After Tyrant Aleksandar Vučić Ignored Yale´s List of Shame—Fiat Leaves Serbia
NEW YORK (RichTVX.com) — Our favorite evil dictator is back, and very soon a confusion between the word ‘bong’ and ‘bomb’ on a plane to Cuba will land him in Guantanamo on charges of terrorism. This is creepy enough as is, but if something bad happens to the Serbian dictator in the next couple of weeks, at least you know the truth now. The Rich TVX News Network that is hated by the criminal regime in Serbia breaks the news of Fiat leaving Serbia. We haven’t enjoyed Psychopatia this much since… Saddam Hussein. Serbia´s dictator is poised to become Hollywood’s next role model of a bizarre weirdo. But what will the Hollywood comedy writers do now? The dictator ignored all our warnings. Like the devil avoids holy water, the same way he avoided Yale’s List Of Shame and all our good advice, as we reported. This Rich TVX News Network bulletin is about the most brazen dictator in the world, and the just plain unluckiest one: Aleksandar Vučić of Serbia. We are bringing updates from Serbia as the country reels from the sudden loss of the Serbian automotive manufacturing company based in Kragujevac, Serbia — which was a joint venture (JV) between Fiat Chrysler Automobiles (FCA) which owned 67% of the operation and the Republic of Serbia, which owned the remainder. Despite Belgrade’s strong ties with Russia, the EU is by far Serbia’s largest donor, having provided more than three billion euros in the last 20 years, but the stupid dictator didn’t take that into account when he decided to side with Putin Russia, after the Feb 24 invasion of Ukraine, which killed thousands of Ukrainians so far. Yesterday’s EU dinner in Brussels brought the dictator food poisoning today, as we just learned that Fiat is leaving Serbia, and other companies will follow. Our sympathy goes to the workforce in Serbia.

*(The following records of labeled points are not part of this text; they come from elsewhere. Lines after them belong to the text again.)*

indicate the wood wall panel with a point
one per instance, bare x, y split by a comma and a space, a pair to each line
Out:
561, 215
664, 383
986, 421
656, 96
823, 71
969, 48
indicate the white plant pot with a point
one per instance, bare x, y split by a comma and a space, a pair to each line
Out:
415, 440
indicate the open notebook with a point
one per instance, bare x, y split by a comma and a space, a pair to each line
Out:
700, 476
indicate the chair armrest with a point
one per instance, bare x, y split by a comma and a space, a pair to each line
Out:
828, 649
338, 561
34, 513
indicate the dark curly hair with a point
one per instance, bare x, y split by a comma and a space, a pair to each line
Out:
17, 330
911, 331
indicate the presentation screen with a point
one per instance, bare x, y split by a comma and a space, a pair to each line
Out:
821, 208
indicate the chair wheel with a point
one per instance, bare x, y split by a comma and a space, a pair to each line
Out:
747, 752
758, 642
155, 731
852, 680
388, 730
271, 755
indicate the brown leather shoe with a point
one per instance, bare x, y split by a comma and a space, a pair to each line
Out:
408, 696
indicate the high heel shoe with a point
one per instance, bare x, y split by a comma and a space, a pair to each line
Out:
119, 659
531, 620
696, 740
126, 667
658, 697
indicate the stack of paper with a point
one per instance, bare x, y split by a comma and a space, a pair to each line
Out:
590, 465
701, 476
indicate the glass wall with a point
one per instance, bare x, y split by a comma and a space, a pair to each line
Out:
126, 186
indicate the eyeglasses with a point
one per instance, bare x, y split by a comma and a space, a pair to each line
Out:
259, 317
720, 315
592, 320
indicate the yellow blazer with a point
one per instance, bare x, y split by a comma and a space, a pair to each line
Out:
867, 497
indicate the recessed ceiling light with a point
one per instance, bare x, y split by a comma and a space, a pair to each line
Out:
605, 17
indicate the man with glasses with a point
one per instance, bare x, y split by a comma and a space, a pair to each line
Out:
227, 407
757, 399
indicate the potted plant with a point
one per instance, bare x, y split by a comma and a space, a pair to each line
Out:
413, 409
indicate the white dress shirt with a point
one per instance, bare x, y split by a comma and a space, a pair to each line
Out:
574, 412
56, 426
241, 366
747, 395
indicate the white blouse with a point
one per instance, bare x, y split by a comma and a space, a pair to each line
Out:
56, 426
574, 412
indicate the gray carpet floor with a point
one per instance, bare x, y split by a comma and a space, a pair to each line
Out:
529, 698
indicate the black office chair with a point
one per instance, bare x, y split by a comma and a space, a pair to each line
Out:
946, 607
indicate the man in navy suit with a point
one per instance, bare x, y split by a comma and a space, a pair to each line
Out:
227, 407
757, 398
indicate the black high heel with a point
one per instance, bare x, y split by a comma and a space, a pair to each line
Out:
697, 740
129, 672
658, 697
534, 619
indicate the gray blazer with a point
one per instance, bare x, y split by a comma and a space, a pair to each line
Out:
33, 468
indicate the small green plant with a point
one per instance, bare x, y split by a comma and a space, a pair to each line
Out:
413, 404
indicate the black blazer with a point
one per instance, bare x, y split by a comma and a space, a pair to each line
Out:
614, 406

Fiat Automobiles S.p.A. (UK: /ˈfiːət, –æt/, US: /-ɑːt/, Italian: [ˈfiːat]; originally FIAT, Italian: Fabbrica Italiana Automobili di Torino, lit. ‘Italian Automobiles Factory, Turin’) is an Italian automobile manufacturer, formerly part of Fiat Chrysler Automobiles, and since 2021 a subsidiary of Stellantis through Italian factory FCA Italy. Fiat Automobiles was formed in January 2007 when Fiat S.p.A. reorganized its automobile business, and traces its history back to 1899 when the first Fiat automobile, the Fiat 4 HP, was produced.
Fiat Automobiles is the largest automobile manufacturer in Italy. During its more than century-long history, it remained the largest automobile manufacturer in Europe and the third in the world after General Motors and Ford for over 20 years, until the car industry crisis in the late 1980s. In 2013, Fiat S.p.A. was the second largest European automaker by volumes produced and the seventh in the world, while FCA was the world’s eighth-largest automaker.
In 1970, Fiat Automobiles employed more than 100,000 in Italy when its production reached the highest number, 1.4 million cars, in that country. As of 2002, it built more than 1 million vehicles at six plants in Italy and the country accounted for more than a third of the company’s revenue. Fiat has also manufactured railway engines, military vehicles, farm tractors, aircraft, and weapons such as the Fiat–Revelli Modello 1914.
Fiat-brand cars are built in several locations around the world. Outside Italy, the largest country of production is Brazil, where the Fiat brand was for many years the market leader. The group also has factories in Argentina, Poland and Mexico (where Fiat-brand vehicles are manufactured at plants owned and operated by Stellantis North America for export to the United States, Brazil, Italy and other markets) and a long history of licensing manufacture of its products in other countries.
Fiat Automobiles has received many international awards for its vehicles, including nine European Car of the Year awards, the most of any other manufacturer, and it ranked many times as the lowest level of CO2 emissions by vehicles sold in Europe.